Im Sudan herrscht Krieg, doch der Widerstand gegen die Militärs geht weiter

Von Saskia Jaschek

Bild einer Demonstration mit Tausenden von Zivilist*innen, einige schwenken Flaggen des Sudans. Vorne auf dem Bild ist ein Militärpanzer zu sehen, Soldaten beobachten die Szene.
Nach den massiven Mobilisierungen von 2019 setzte das Militär den autoritär regierenden Präsidenten Omar al-Bashir ab. Foto: Agence France-Presse / Wikimedia, Public Domain

Seit dem Morgen des 15. April kommt es in der Hauptstadt Khartum sowie in weiteren Städten zu heftigen Kämpfen zwischen dem sudanesischen Militär (Sudanese Armed Forces, SAF) und den paramilitärischen Rapid Support Forces (RSF).

Im Oktober 2021 hatten die von General Abdelfattah al-Burhan geführten SAF und die unter dem Kommando von General Mohamed Hamdan Dagalo, genannt Hemetti, stehende RSF gemeinsam gegen die damalige Zivilregierung geputscht und diese aufgelöst. Mittlerweile konkurrieren beide Fraktionen um die Macht im Land. Sie kontrollieren weite Teile der Wirtschaft und haben weitreichende Verbindungen: Al-Burhan zu den Islamist*innen der National Congress Party, der Regierungspartei des ehemaligen Langzeitdiktators Omar al-Bashir, die al-Burhan nach dem Putsch zu Teilen reinstalliert hatte. Außerdem steht er dem ägyptischen Machthaber Abdel Fatah El-Sisi nahe, der 2013 ebenfalls durch einen Militärputsch an die Macht gekommen war. Hemetti dagegen kooperiert mit der russischen Söldnergruppe Wagner sowie mit dem libyschen Milizenführer Khalifa Haftar. Mit Saudi-Arabien pflegen beide gute Kontakte.

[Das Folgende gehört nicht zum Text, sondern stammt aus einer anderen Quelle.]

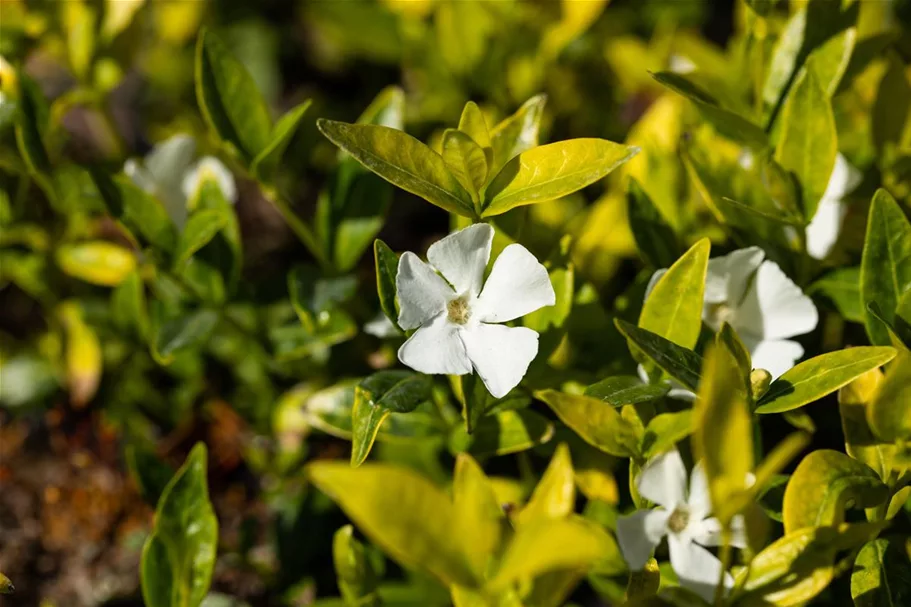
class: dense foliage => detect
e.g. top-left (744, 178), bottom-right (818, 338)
top-left (0, 0), bottom-right (911, 607)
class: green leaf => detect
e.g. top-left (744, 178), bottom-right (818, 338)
top-left (140, 444), bottom-right (218, 607)
top-left (482, 139), bottom-right (639, 217)
top-left (614, 318), bottom-right (702, 391)
top-left (307, 461), bottom-right (479, 588)
top-left (351, 371), bottom-right (432, 466)
top-left (443, 129), bottom-right (487, 201)
top-left (807, 267), bottom-right (864, 323)
top-left (693, 334), bottom-right (754, 525)
top-left (174, 209), bottom-right (229, 268)
top-left (775, 63), bottom-right (838, 221)
top-left (535, 390), bottom-right (642, 457)
top-left (851, 538), bottom-right (911, 607)
top-left (373, 238), bottom-right (402, 331)
top-left (782, 449), bottom-right (889, 534)
top-left (449, 409), bottom-right (554, 457)
top-left (860, 189), bottom-right (911, 346)
top-left (756, 346), bottom-right (895, 413)
top-left (585, 375), bottom-right (671, 407)
top-left (488, 95), bottom-right (547, 175)
top-left (867, 352), bottom-right (911, 441)
top-left (332, 525), bottom-right (381, 607)
top-left (626, 178), bottom-right (682, 268)
top-left (250, 99), bottom-right (310, 182)
top-left (639, 238), bottom-right (711, 349)
top-left (316, 118), bottom-right (476, 217)
top-left (652, 72), bottom-right (769, 150)
top-left (196, 30), bottom-right (272, 163)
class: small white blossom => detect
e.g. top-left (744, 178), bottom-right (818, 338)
top-left (807, 154), bottom-right (861, 259)
top-left (617, 449), bottom-right (746, 602)
top-left (646, 247), bottom-right (819, 377)
top-left (123, 134), bottom-right (237, 226)
top-left (395, 224), bottom-right (556, 398)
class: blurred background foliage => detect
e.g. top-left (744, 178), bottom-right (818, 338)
top-left (0, 0), bottom-right (911, 607)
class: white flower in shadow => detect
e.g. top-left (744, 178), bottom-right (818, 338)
top-left (617, 449), bottom-right (746, 602)
top-left (395, 224), bottom-right (556, 398)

Die Rolle der Widerstandskomitees

Im Dezember 2018 kam es landesweit zu Protesten. Ursprünglich gegen eine Erhöhung der Brotpreise gerichtet, weiteten sich die Aufstände schnell zu Anti-Regime-Protesten bis nach Khartum aus. Über Monate protestierten immer mehr Menschen friedlich gegen die islamistische Diktatur. Im April 2019 durchbrachen die Revolutionär*innen die Absperrungen zum Hauptquartier des Militärs im Zentrum von Khartum und versammelten sich dort. Dies war der Beginn einer dreimonatigen Sitzblockade. Nur wenige Tage später wurde Omar al-Bashir vom Militär abgesetzt. Schon damals hatte das Militär versucht, einen neuen Präsidenten zu stellen. Doch die Revolutionär*innen weigerten sich, eine weitere Militärregierung anzunehmen, und führten ihren Protest fort. Der benannte Präsident wurde wieder abgesetzt.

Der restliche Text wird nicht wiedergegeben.